Consumers – and retailers – are nervous. With prime minister Boris Johnson now pushing hard on October 31’s Brexit deadline the uncertainty that still surrounds exactly how Britain will leave the EU, and the impact that may have, means a hesitation to spend by consumers. How retailers react to such nervousness could spell the difference between longer-term survival and failure.
The impact was clear in August figures from GfK’s Consumer Confidence Index, which showed a decline to -14 compared to -7 for the same month in 2018. The index comprises a number of different measures, including attitudes to personal financial situations over the past 12 months and over the next 12, as well as opinions of the general economic situation over the same periods.
The falls were most dramatic as consumers looked forward, with a 5 point fall in their confidence in their personal financial situations and a 6 point fall in the general economic situation.
Brexit takes the blame
And retailers have already started blaming the nervousness for falling sales. In August, McColl’s chief executive Jonathan Miller cited poor weather and “ongoing macro-economic uncertainty” for a fall in Q3 sales. In July Sainsbury’s chief executive Mike Coupe was reported as saying the October deadline was “about as bad as it gets”.
Meanwhile in early August the British Retail Consortium cited a consumer spending increase of only 0.3% for July – the lowest figure ever recorded for the month. “Brexit uncertainty has left consumer spending languishing,” said the BRC’s chief executive Helen Dickinson.
And according to a survey published by Global-e, in association with Censuswide, it’s unlikely to get better any time soon.

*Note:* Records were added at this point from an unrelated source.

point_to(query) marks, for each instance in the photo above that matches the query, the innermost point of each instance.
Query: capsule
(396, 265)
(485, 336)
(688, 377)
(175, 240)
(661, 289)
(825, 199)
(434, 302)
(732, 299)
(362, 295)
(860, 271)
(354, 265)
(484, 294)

It suggested that almost half (49%) of retailers anticipate a collapse in consumer confidence in the UK post-Brexit. A similar amount (43%) said they will raise prices post-Brexit. Is it any surprise consumers are wary of the future?
Why communication is key
So what can retailers do? As ever communication is vital to ensure they remain as close to their customers as possible. They may not have all the answers in terms of what the future brings pre-or post-Brexit but customers are more likely to buy from retailers they trust.
It is those that invest in building strong relationships with their customers through great customer service and experiences, and who invest in technology to enable that, who are best placed to help steer their businesses and their customers through the uncertainty of Britain’s departure from the EU.